It hurts: standing up, sitting, lying down – there is no comfortable position. My stomach is visibly distended from one meal, a meal consumed some four hours ago. I ate fifteen coneys. I’m lying in bed sweating; my sweat smells of chili. How was this a good idea?
During our last visit, we noticed the wall of fame: eating ten coneys was the requirement to have your picture on the wall, nineteen was the record. There was one dog, Guinness – he had eaten eleven. Surely Nate and I could beat a dog. We decided that tonight would be our moment of glory. We skipped lunch and as the afternoon slipped toward evening, our hunger grew. We let it; it was our great weapon.
We walked the mile to Skyline, adding an edge to our appetites. On this Tuesday night the restaurant was nearly empty. We took seats at a large table in the back, lords of our corner, plenty of room for our feast. We told our waitress our intentions, she clarified the rules: no time limit, just eat as many coneys as possible; no using the bathroom; no puking; all coneys must be consumed the traditional way – orally. We asked for twelve each. She suggested we start at six, but Nate and I felt proud, we would start with twelve. Dave and Laura arrived to cheer us on right before our army of coneys was prepared.
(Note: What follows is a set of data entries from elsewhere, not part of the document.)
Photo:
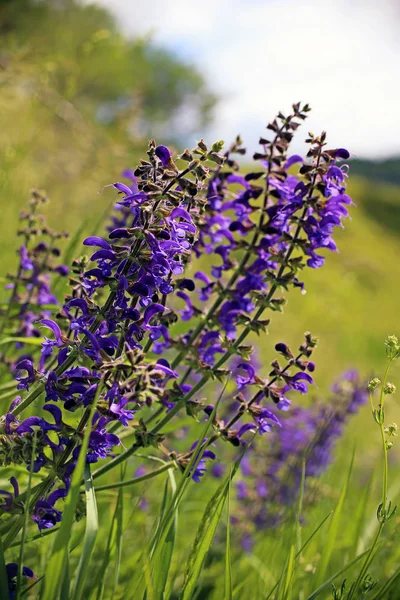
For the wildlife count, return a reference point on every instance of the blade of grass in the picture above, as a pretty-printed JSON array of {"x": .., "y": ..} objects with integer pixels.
[
  {"x": 300, "y": 550},
  {"x": 333, "y": 528},
  {"x": 228, "y": 560},
  {"x": 92, "y": 526},
  {"x": 119, "y": 519},
  {"x": 206, "y": 532},
  {"x": 26, "y": 520},
  {"x": 3, "y": 574},
  {"x": 382, "y": 593},
  {"x": 162, "y": 558},
  {"x": 331, "y": 579},
  {"x": 59, "y": 556}
]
Three plates were placed before each of us, four coneys on a plate. The cheese, liberally piled on the coneys, blended together, giving the appearance of one massive food item. In hindsight, that appearance may have been prescient. We dug in. The first few coneys disappeared in a matter of seconds from each of our plates. We are big guys; coneys individually are a light snack. Quickly we passed the six our waitresses had originally suggested we start with. We kept consuming, but more slowly. The great strength of coneys is in their numbers. At ten each we paused. We had made it onto the wall already. Nate was flushed, the sweat pouring freely off his brow. I still felt fine.
I started eating my way through the plate again. Flavor was gone at this point – it should be obvious to anyone that’s been reading that I love Skyline. I couldn’t taste it. The only flavor that stood out was the bread, a bitter taste that made me work to consume each coney. There was room left in my stomach, I just had to convince my mouth that it wanted to get the food down to it. Small sips of water lubricated the works, letting the masticated pulp slide down my gullet – all flavor gone. I could feel the grease building in my mouth as I wiped out my twelfth coney. I had beaten Guinness. Nate had finished half of his eleventh. Our waitress came over to take our pictures; I told her I wasn’t done, I ordered two more.
As I began fighting my way through these reinforcements, I asked for just a bit of Dr Pepper – enough to re-energize my palette, enough to remind it that I was putting food in my mouth. I knew I still had room, but swallowing was no longer automatic. I finished off the fourteenth, mixing bites of coney with sips of Dr Pepper to cut the bitterness of the bun. Nate was still recovering, staring at the one and a half coneys on his plate. I broke out my iPhone, and queued up Eye of the Tiger. With the classic 80s anthem blasting at our table, Nate regrouped and took the last half of his eleventh coney into his mouth and swallowed it nearly whole. I grabbed his last coney – my fifteenth. The first half went down quick, to the accompaniment of the music. The second half sat in my mouth. I had chewed it until it lost any consistency, but the muscles at the back of my throat were simply unwilling to swallow – I felt like an innocent girl on prom night. Everyone’s eyes were on me as I took a last sip of Dr Pepper and leaned my head back. Through the power of gravity and intense determination, I managed to will the last bit of liquified coney down into my stomach.
I felt better than I expected. I was full, but did not feel sick. The worst sensation was that of grease lining my mouth, and the bitter flavor of the buns coating my tongue. I bought a peppermint patty at the register to offset it – the waitress laughed at this. If I could eat this bit of candy, couldn’t I eat another coney? Not if it had to pass through my mouth.
We walked home, to let the massive load of food settle in our stomachs. The oppressive humidity became the first real sign we were in the south. The more time spent in this outdoor sauna, the fuller I felt. The skin over my abdomen growing taut. I tried to belch to relieve the pressure, but quickly realized that no gas would come out unaccompanied by the liquified mass that I was trying to contain. I had earned a place on the wall for my photo, I had no intention of soiling that honor. We continued homeward, commiserating over the pain food can cause.
It’s some four hours later now, and I can’t sleep. The pressure has spread throughout my abdomen. I’m thirsty, but I cannot drink water without increasing the pain. My mouth still feels disgusting, despite meticulous brushing. I feel like a water balloon, filled to near bursting, with limbs haphazardly attached. This is not gastronomical glory, I did not conquer Skyline; Skyline conquered me – and I paid for it! Tomorrow should be a fun day of scootering.